A right-wing coalition opposing Bhutto easily won Wednesday's national elections and Saturday's provincial legislative balloting, dashing Bhutto's hopes for a comeback following her ouster two months ago.
With 463 of Saturday's 483 races decided, Bhutto's party was virtually wiped out in eastern Punjab, the largest and wealthiest province and the alliance's stronghold. It was effectively sidelined in the Northwest Frontier Province, where it had ruled before Bhutto was dismissed.
Bhutto and her party also appeared in danger of losing their overwhelming majority in her home province of Sind. But it was unlikely that Sind would be decided before next week.
Bhutto has refused to accept results of either Wednesday's or Saturday's voting, alleging "sophisticated and systematic" vote rigging by the Islamic Democratic Alliance.

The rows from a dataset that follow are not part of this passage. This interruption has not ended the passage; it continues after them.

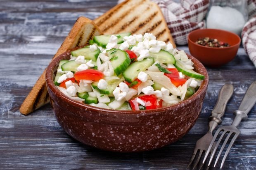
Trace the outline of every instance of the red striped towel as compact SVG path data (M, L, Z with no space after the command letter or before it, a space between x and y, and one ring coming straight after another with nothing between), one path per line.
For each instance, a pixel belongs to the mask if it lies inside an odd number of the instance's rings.
M206 28L210 0L152 0L161 9L175 43L187 44L192 31ZM119 0L119 2L123 0ZM249 20L242 32L243 45L256 67L256 0L247 0Z

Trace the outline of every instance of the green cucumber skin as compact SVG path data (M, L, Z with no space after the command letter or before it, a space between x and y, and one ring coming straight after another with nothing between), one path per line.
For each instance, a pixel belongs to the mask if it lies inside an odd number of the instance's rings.
M98 99L97 97L92 97L89 96L85 99L84 102L85 104L90 104L92 103L97 104L98 103Z
M63 71L70 71L76 72L77 71L77 67L79 66L79 64L76 64L75 60L69 61L62 66L62 69Z
M183 69L182 68L181 68L181 67L180 66L178 66L178 63L174 65L174 66L175 66L175 67L176 67L177 69L178 70L179 72L182 72L186 76L187 76L192 78L197 78L200 80L204 80L204 76L202 75L199 73L197 73L195 71L194 71L193 70L192 70L194 72L194 73L190 73L189 72L190 71L190 70L187 70L185 69Z
M114 51L116 51L116 52L114 52ZM116 60L113 60L111 62L114 72L117 76L119 75L126 69L130 63L129 55L126 52L116 48L112 48L108 51L107 53L110 59L115 56L118 57ZM113 53L114 53L111 54Z
M121 37L117 39L117 44L120 44L123 42L123 37L126 36L129 36L130 35L130 33L123 33L115 34L114 35L116 36L118 36L119 35L121 36ZM106 48L107 44L109 43L111 36L111 35L102 35L95 36L93 37L93 41L97 44L97 45L103 48ZM104 41L102 41L102 38L105 39L104 40ZM102 39L101 40L101 39ZM105 42L103 42L103 41Z
M154 58L155 61L158 61L162 63L176 63L176 60L173 55L164 50L161 50L158 53L149 53L149 55Z
M123 73L125 80L132 83L136 79L140 71L143 71L151 66L154 62L154 58L145 58L142 61L133 63ZM137 71L139 70L139 71Z
M99 88L98 88L97 85L97 83L94 83L92 84L92 86L94 89L96 89L98 90L99 92L100 92L100 93L101 94L110 94L110 92L109 91L107 90L107 89L104 90L100 89Z
M157 83L154 82L154 84L152 85L152 87L155 90L161 90L161 88L163 87L161 85Z
M95 51L91 52L90 49L90 46L86 46L71 51L71 53L72 56L73 57L83 55L85 56L85 59L91 60L92 61L96 61L99 54L100 53L100 50L97 48Z
M64 64L66 63L69 60L60 60L59 61L59 67L58 67L57 69L61 69L62 68L62 66ZM60 84L60 83L58 83L58 82L57 82L57 81L58 81L58 79L59 79L59 77L61 76L62 75L62 74L59 73L56 73L56 75L55 76L55 78L54 79L54 83L55 85L59 86L59 85Z

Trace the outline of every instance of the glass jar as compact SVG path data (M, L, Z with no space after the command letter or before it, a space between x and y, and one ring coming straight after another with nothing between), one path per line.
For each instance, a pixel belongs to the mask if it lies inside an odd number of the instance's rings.
M245 0L211 0L206 15L206 27L240 35L248 18Z

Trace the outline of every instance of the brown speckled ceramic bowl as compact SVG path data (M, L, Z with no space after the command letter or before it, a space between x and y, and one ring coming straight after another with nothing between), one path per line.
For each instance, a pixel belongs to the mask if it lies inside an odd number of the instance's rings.
M185 101L156 109L115 110L88 105L71 99L56 88L54 74L59 55L46 70L46 84L54 114L59 124L71 136L90 146L117 152L137 152L158 148L184 136L200 113L208 84L203 65L190 55L195 71L205 76L197 92Z

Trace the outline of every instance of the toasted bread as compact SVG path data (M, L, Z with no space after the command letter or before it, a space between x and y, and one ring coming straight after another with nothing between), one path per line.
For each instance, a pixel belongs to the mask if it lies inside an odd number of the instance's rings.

The alliance denied the allegations, and the charges were not supported by international election observers.
"At the moment the people are angry," Bhutto said in an interview. "This is all very distressing. What do you tell people?"
Bhutto called on candidates from her party in both contests to come to Islamabad on Saturday to map out a strategy.
"We will decide then whether to launch a movement against the massive rigging or to play it cool and accept the opposition role in the National Assembly," Khurshid Kasuri, secretary general of Bhutto's party, told a news conference.